Construction and Analysis of Web-Based Computer Science Information Networks

Speaker:
Jiawei Han
Department of Computer Science
University of Illinois at Urbana-Champaign

ABSTRACT
WINACS (Web-based Information Network Analysis for Computer Science) is an on-going research project that incorporates many recent, exciting developments in data sciences to construct a Web-based computer science information network, and discover, retrieve, rank, cluster, and analyze such an information network. With the rapid development of the Web, huge amounts of information are available on the Web in the form of Web documents, structures, and links. It has been a dream of the database and Web communities to harvest such information and reconcile the unstructured nature of the Web with the neat, semi-structured schemas of the database paradigm. Even though databases are currently used to generate Web content in some sites, the schemas of these databases are rarely consistent across a domain. However, with the recent research in Web structure mining and information network analysis, it becomes realistic to discover web hidden structures, construct heterogeneous information networks by integration of information from structured databases and Web contents, and perform in-depth analysis for systematic harvesting of such rich information on the Web.
Taking computer science as a dedicated domain, WINACS first discovers Web entity structures, integrates the contents in the DBLP database with that on the Web to construct a heterogeneous computer science information network.
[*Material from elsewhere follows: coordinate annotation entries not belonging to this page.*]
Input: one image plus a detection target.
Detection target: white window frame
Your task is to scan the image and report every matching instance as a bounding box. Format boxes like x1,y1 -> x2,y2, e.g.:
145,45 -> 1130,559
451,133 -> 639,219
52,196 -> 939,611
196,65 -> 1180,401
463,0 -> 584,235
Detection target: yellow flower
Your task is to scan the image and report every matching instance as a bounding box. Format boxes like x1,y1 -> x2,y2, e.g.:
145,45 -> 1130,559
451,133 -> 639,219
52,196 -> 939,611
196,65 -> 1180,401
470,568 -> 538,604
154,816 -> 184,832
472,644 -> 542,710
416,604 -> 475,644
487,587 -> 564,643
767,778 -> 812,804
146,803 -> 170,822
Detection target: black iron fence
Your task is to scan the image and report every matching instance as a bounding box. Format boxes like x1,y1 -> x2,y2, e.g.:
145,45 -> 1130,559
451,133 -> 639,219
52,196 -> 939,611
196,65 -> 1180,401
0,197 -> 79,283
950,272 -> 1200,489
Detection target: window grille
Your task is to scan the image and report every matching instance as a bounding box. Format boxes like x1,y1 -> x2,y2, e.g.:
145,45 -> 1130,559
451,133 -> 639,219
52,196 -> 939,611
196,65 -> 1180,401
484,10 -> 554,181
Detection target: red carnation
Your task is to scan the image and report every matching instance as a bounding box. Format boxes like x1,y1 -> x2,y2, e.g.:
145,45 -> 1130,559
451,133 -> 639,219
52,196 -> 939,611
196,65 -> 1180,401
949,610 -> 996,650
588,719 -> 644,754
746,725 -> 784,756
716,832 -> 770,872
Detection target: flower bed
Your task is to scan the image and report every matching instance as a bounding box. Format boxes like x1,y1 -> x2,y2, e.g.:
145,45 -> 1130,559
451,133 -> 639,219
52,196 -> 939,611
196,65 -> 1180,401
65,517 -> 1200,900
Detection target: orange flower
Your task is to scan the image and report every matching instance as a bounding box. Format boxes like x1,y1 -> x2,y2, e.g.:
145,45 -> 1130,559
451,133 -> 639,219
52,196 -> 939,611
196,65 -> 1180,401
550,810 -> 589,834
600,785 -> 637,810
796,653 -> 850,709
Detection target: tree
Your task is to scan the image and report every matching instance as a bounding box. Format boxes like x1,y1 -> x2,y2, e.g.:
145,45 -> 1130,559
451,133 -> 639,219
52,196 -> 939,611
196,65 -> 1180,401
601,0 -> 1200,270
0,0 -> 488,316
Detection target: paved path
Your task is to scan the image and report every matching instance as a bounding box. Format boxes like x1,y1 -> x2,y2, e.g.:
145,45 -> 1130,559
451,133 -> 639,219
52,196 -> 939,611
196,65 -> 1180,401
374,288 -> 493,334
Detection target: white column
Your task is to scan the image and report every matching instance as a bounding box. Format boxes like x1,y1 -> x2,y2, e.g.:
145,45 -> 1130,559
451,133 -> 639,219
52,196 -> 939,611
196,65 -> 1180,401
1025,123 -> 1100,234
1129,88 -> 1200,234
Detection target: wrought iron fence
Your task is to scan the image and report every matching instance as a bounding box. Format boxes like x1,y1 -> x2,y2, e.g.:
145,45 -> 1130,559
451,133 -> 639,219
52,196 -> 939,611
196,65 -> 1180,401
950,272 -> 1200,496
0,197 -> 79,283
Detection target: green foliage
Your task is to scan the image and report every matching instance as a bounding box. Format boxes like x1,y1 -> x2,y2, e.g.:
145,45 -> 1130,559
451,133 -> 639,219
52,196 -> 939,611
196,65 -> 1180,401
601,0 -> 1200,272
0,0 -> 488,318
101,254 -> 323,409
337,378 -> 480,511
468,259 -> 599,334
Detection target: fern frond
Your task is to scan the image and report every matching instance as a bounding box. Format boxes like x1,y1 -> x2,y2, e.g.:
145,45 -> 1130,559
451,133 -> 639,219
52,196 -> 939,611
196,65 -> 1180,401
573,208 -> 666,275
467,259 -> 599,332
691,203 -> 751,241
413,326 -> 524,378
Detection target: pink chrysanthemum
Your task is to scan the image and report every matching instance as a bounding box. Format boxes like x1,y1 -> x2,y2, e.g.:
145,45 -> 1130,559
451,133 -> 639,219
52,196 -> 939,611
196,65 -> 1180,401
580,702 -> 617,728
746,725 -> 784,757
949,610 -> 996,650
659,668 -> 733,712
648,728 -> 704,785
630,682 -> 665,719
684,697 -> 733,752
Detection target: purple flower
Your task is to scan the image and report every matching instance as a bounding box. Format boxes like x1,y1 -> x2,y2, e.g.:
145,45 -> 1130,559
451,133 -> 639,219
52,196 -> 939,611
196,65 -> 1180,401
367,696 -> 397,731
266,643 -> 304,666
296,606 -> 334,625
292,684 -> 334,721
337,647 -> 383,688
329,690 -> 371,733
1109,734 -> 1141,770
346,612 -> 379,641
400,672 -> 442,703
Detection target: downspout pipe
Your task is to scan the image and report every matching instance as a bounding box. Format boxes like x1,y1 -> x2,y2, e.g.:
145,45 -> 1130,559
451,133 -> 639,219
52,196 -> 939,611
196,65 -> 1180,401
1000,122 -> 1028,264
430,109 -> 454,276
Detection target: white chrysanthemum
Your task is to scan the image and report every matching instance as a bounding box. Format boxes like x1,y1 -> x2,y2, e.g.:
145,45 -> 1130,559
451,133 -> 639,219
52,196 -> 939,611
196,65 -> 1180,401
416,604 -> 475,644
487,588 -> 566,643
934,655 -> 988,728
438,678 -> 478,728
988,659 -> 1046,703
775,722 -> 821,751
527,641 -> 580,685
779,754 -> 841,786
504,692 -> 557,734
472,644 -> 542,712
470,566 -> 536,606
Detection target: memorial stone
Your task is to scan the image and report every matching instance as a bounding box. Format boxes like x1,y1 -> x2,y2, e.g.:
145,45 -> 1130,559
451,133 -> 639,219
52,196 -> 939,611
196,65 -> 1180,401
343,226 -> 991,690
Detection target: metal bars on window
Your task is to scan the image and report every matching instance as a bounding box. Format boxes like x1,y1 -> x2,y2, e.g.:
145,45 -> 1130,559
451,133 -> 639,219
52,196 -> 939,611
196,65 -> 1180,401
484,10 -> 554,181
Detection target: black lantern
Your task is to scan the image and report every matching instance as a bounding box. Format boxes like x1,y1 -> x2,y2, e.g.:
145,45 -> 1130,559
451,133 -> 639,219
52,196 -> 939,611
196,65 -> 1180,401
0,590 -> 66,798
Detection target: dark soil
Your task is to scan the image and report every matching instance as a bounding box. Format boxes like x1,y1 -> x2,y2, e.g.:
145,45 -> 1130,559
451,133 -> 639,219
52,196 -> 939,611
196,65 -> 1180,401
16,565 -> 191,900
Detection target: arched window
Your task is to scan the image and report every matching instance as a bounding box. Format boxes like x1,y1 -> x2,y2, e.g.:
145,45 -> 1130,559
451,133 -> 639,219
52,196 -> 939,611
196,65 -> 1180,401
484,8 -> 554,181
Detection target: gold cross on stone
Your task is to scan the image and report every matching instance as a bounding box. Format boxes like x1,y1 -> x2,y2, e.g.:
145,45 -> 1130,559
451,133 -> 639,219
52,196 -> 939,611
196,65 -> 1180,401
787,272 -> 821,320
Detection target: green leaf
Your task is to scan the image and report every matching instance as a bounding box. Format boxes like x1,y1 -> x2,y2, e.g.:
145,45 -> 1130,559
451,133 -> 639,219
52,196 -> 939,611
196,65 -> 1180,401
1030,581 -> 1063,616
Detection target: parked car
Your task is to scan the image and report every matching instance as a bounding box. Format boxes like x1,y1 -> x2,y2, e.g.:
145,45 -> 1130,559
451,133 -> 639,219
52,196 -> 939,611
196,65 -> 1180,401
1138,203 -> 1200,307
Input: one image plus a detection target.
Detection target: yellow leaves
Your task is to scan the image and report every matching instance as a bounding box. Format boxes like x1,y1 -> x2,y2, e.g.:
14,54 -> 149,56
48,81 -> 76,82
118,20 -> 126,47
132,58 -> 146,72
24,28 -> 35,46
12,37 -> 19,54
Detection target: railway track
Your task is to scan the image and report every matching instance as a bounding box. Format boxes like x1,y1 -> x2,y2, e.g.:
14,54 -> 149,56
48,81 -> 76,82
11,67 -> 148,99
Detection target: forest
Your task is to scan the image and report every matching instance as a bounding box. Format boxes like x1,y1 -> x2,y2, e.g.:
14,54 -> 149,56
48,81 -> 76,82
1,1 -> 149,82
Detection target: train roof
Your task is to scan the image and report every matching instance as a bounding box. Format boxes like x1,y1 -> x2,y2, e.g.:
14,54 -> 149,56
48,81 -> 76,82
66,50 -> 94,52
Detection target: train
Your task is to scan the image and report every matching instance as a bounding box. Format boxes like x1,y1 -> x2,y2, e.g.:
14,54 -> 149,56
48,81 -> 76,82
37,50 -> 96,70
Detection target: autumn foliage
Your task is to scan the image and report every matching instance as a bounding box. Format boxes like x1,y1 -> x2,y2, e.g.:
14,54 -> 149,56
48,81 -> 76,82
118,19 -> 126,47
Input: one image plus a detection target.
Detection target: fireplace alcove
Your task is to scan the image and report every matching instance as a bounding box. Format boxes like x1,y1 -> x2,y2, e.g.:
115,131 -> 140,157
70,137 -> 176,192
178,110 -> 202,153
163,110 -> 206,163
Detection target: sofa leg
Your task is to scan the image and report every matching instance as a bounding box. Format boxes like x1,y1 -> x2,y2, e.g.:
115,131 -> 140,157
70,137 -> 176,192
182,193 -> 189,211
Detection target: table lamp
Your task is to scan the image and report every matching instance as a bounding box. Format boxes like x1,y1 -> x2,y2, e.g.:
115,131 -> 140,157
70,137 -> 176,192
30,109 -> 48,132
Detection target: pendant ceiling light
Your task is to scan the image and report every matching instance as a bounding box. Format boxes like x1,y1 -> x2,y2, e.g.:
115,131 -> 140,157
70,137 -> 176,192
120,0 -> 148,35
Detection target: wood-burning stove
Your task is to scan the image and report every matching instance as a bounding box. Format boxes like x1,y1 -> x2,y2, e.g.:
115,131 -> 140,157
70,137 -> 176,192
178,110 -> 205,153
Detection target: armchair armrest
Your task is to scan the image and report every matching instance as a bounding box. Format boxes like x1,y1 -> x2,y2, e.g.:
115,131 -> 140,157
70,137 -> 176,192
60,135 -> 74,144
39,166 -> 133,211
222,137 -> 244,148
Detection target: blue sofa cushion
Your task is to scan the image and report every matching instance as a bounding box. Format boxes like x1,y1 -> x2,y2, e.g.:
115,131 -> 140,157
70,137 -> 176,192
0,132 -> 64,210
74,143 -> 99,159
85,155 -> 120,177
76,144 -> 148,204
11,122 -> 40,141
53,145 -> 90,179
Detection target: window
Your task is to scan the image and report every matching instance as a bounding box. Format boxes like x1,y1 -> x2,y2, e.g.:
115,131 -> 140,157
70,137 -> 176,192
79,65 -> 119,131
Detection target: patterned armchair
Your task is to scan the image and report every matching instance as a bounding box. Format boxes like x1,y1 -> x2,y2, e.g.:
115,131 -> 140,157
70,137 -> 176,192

With this structure in hand, WINACS is able to rank, cluster and analyze this network and support intelligent and analytical queries. In this talk, we will discuss the principles of information network-based web mining, show multiple salient features of WINACS and demonstrate how computer science Web pages and DBLP can be nicely integrated to support queries and mining in highly friendly and intelligent ways. We envision the methodologies can be extended to handle many other exciting information networks extracted from the Web, such as general academia, governments, sports and so on.
This project is being developed at the Data Mining Research Group in Computer Science, Univ. of Illinois, supported by multiple research funds.